私の師匠は沖田総司です【下】
髪や顔からポタポタと垂れる雫を感じながら、私は呆然と座り込む。
ずぶ濡れの着物の上に冷たい風が当たり、全身にガラスの破片を打ち付けられているような痛みが走る。
……何が起きたのか全く分からなかった。
いや、何が起きたのかは分かる。突然、地面に落ちたと思ったら、大量の水が頭上から降ってきた。

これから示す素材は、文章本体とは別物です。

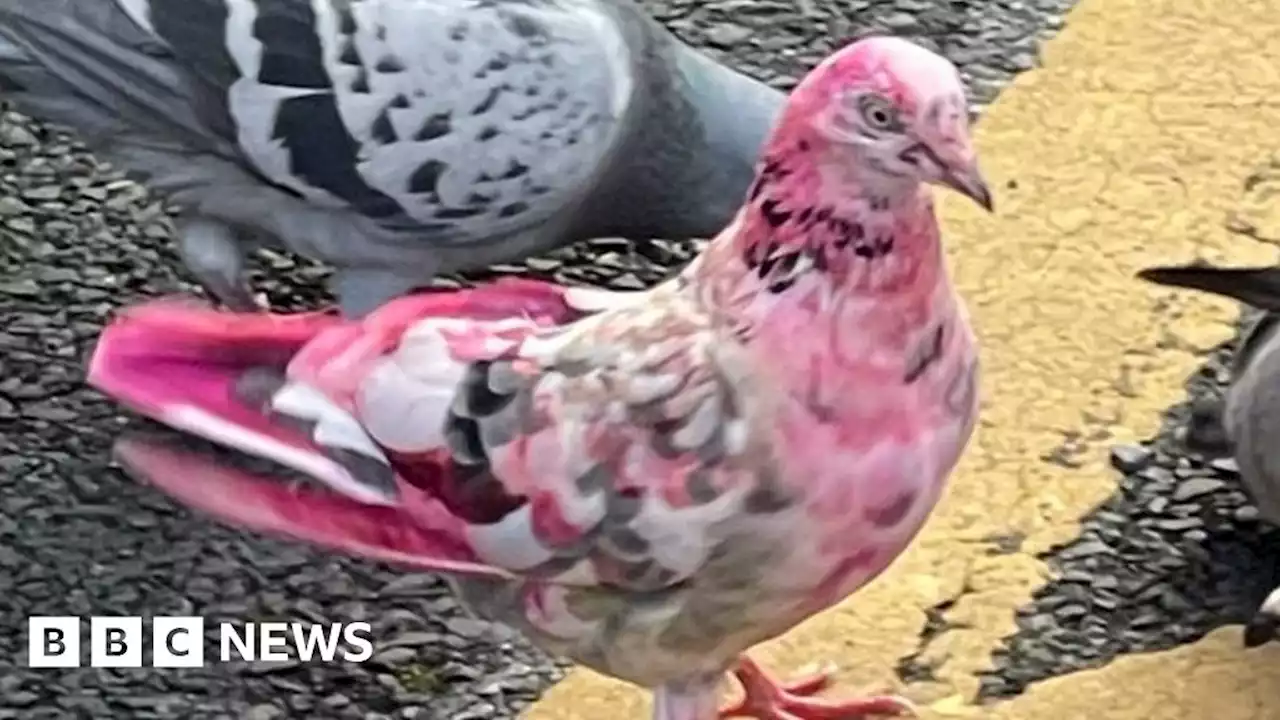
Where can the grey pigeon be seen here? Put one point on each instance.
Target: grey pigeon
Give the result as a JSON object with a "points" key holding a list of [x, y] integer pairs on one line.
{"points": [[394, 140], [1251, 414]]}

頭を働かそうとしても、麻痺したかのように動きは鈍い。
誰がこんなことを……いや、誰かは決まってる。
「蒼蝶さん、ずいぶん素敵な姿やね」
「艶子さん……」
そこにいたのは嘲笑うかのような笑みを顔に張り付けた艶子さん。
その手には水が入っていたと思われる、底が深いバケツのような物がある。
彼女が私に水を掛けたのは明白だった。
「なんや、その目。蒼蝶さんが悪いんよ。勝手に外に出ていって帰って来なかったんやから」
だから、これはお仕置きとでも言いたいのだろう。
または勝手なことをするなという警告のつもりか。
どちらかは分からない。もしかしたら、どっちの意味もあるのかもしれない。
私は寒さで震える身体に力を込め、ゆっくりと立ち上がろうとした。
「っ……!」
地面に足をつけた瞬間、足首に電撃のような激痛が走った。